Geometric LLM compression: factor+int4 with verifiable quality certificates
Project description
HyperRetro
Geometric LLM compression with verifiable quality certificates.
Install
pip install hyperretro
hyperretro setup # interactive guided install
Or pick your extras:
pip install "hyperretro[hf]" # + HuggingFace (compress, export, distill)
pip install "hyperretro[gguf]" # + GGUF reader (load llama.cpp / Ollama files)

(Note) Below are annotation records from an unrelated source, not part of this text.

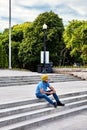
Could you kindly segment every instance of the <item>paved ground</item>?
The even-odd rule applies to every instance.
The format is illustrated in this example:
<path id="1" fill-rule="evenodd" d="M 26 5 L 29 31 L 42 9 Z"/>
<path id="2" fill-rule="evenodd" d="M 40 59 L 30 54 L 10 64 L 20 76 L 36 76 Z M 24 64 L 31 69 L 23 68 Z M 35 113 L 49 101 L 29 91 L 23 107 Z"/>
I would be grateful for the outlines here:
<path id="1" fill-rule="evenodd" d="M 23 76 L 23 75 L 37 75 L 38 73 L 28 71 L 12 71 L 0 70 L 0 77 L 3 76 Z M 87 75 L 87 73 L 86 73 Z M 52 83 L 57 90 L 57 93 L 72 93 L 78 91 L 87 91 L 87 81 L 70 81 Z M 36 84 L 34 85 L 21 85 L 21 86 L 8 86 L 0 87 L 0 104 L 6 102 L 13 102 L 18 100 L 25 100 L 35 97 Z M 87 112 L 80 113 L 79 115 L 64 118 L 63 120 L 52 122 L 41 126 L 34 130 L 87 130 Z M 30 129 L 29 129 L 30 130 Z"/>

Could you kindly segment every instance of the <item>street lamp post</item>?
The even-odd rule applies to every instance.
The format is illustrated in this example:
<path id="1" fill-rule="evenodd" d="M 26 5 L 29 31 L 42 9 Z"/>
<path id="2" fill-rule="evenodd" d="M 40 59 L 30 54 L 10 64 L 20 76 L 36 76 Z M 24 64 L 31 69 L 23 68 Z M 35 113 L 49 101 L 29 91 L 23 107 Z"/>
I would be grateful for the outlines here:
<path id="1" fill-rule="evenodd" d="M 9 69 L 11 69 L 11 0 L 9 0 Z"/>
<path id="2" fill-rule="evenodd" d="M 44 67 L 42 73 L 46 73 L 46 30 L 47 30 L 47 25 L 43 25 L 43 30 L 44 30 Z"/>

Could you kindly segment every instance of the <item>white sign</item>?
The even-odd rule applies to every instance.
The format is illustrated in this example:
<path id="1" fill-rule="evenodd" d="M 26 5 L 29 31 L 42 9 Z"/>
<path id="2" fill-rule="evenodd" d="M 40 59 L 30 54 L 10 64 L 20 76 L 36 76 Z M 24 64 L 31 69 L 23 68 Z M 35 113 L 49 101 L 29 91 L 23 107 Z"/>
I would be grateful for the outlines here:
<path id="1" fill-rule="evenodd" d="M 44 51 L 41 51 L 41 63 L 44 63 Z M 49 63 L 49 51 L 45 52 L 45 63 Z"/>

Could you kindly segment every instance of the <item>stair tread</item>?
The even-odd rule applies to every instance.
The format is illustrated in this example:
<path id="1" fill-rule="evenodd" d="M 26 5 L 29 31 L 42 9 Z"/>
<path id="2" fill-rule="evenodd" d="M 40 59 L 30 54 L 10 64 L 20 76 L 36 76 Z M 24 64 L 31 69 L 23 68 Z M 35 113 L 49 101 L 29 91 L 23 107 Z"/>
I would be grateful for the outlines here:
<path id="1" fill-rule="evenodd" d="M 70 105 L 78 105 L 79 103 L 83 103 L 83 102 L 87 102 L 87 100 L 83 100 L 83 101 L 77 101 L 77 102 L 72 102 L 72 103 L 67 103 L 66 104 L 66 107 L 67 106 L 70 106 Z M 78 106 L 77 106 L 78 107 Z M 40 113 L 40 112 L 45 112 L 45 111 L 49 111 L 49 110 L 53 110 L 54 108 L 53 107 L 46 107 L 46 108 L 43 108 L 43 109 L 39 109 L 39 110 L 33 110 L 33 111 L 29 111 L 29 112 L 24 112 L 24 113 L 20 113 L 20 114 L 15 114 L 14 116 L 13 115 L 10 115 L 10 116 L 7 116 L 7 117 L 2 117 L 0 118 L 0 122 L 2 121 L 5 121 L 5 120 L 12 120 L 12 119 L 15 119 L 15 118 L 20 118 L 20 117 L 23 117 L 23 116 L 27 116 L 27 115 L 32 115 L 32 114 L 35 114 L 35 113 Z M 57 108 L 56 108 L 57 109 Z M 72 108 L 71 108 L 72 109 Z M 60 112 L 60 111 L 59 111 Z"/>

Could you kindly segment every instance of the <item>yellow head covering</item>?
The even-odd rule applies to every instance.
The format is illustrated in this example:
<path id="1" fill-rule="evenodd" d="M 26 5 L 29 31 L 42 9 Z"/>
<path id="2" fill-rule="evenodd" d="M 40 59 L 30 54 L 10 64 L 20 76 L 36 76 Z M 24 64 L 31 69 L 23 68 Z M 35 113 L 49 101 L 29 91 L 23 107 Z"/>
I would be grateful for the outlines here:
<path id="1" fill-rule="evenodd" d="M 41 76 L 41 80 L 42 81 L 46 81 L 46 79 L 48 79 L 48 75 L 47 74 L 44 74 Z"/>

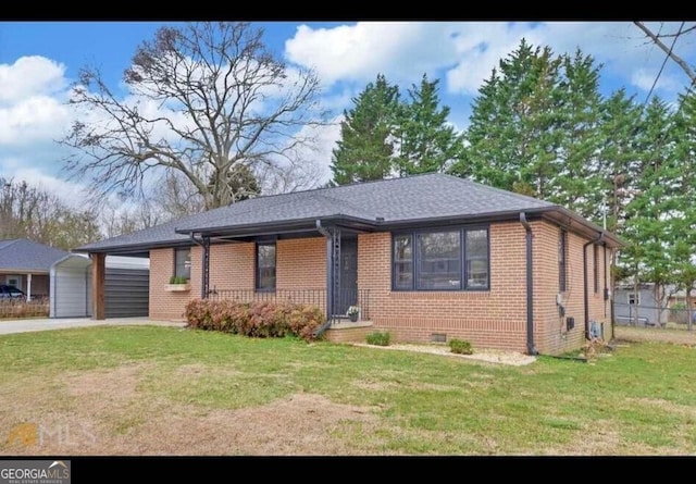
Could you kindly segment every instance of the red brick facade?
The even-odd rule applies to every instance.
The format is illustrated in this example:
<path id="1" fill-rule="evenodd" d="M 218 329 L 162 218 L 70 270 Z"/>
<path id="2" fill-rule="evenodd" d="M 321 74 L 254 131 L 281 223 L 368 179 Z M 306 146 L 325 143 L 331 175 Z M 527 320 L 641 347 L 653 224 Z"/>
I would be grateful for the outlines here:
<path id="1" fill-rule="evenodd" d="M 557 305 L 559 293 L 559 227 L 532 222 L 534 266 L 534 345 L 539 353 L 558 355 L 582 347 L 585 342 L 583 245 L 588 239 L 568 234 L 564 314 Z M 391 234 L 371 233 L 358 237 L 358 288 L 368 289 L 373 331 L 388 331 L 394 342 L 431 342 L 433 335 L 468 339 L 476 348 L 526 352 L 526 256 L 525 229 L 519 222 L 493 223 L 489 228 L 489 290 L 394 291 L 391 290 Z M 605 248 L 598 247 L 599 288 L 595 293 L 593 246 L 586 248 L 588 319 L 611 338 L 609 301 L 604 299 L 608 266 Z M 211 289 L 254 288 L 254 244 L 213 245 L 210 250 Z M 191 249 L 191 289 L 167 293 L 174 268 L 174 250 L 150 251 L 150 318 L 181 319 L 185 303 L 200 297 L 201 248 Z M 607 249 L 607 264 L 611 253 Z M 278 240 L 277 289 L 325 289 L 326 244 L 323 237 Z M 567 319 L 574 319 L 569 328 Z M 361 330 L 360 334 L 364 333 Z"/>

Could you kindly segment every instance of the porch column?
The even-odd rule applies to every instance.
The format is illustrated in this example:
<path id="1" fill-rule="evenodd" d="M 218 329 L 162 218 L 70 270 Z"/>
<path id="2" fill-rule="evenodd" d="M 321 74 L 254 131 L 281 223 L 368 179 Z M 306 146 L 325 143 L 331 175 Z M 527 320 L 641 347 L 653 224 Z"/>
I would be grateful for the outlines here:
<path id="1" fill-rule="evenodd" d="M 202 264 L 201 264 L 201 286 L 200 297 L 201 299 L 208 299 L 210 293 L 210 237 L 203 237 L 201 243 L 203 248 Z"/>
<path id="2" fill-rule="evenodd" d="M 91 319 L 104 319 L 104 282 L 105 282 L 105 253 L 92 252 L 89 255 L 91 259 Z"/>

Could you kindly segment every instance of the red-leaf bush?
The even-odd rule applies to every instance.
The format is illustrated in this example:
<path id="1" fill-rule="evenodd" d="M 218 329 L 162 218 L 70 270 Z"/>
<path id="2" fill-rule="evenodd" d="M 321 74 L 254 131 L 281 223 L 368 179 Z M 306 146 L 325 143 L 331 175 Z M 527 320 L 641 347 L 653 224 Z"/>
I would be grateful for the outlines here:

pip install "hyperretro[vllm]" # + vLLM adapter
pip install "hyperretro[hf,gguf,vllm,bench]" # full stack
Quick Start
# Compress a model
hyperretro compress Qwen/Qwen2.5-1.5B --ffn-rank 1024 --int4 -o compressed/
# Export to GGUF (llama.cpp / Ollama)
hyperretro export compressed/ --format gguf --quantize Q4_K_M
# Load a GGUF file directly
hyperretro compress ./model-q4_k_m.gguf --ffn-rank 256 -o compressed/
# Get a quality certificate
hyperretro certify --model Qwen/Qwen2.5-1.5B --rank 1024 --out cert.json
# Kernel benchmark
hyperretro bench-kernels
# List available model backends
hyperretro list-backends
CLI Commands (13)
| Command | Description |
|---|---|
setup |
Interactive install wizard — picks the right extras |
compress |
Compress a model (HF, GGUF, OM) — SVD + int4 |
export |
Export to GGUF / safetensors / HF format |
info |
Inspect a checkpoint: tensors, quant, layers |
certify |
Quality certificate: trust tier + jury-proof PPL bounds |
bench-kernels |
Fused dual-Q8_0 GEMV vs baselines |
benchmark |
Full compression benchmark suite |
distill |
GRC light distillation — recover PPL after compression |
gauge |
AxiomGauge — diagonal gauge optimization (free quality) |
card |
Generate HuggingFace model card |
red-team |
Adversarial attack evaluation (GCG/AutoPrompt/PAIR) |
list-backends |
Show available model backends |
--help |
Full help for any subcommand |
Python API (32 exports)
Core compression
import hyperretro
# Load any model (HF, GGUF, OpenMythos, vLLM)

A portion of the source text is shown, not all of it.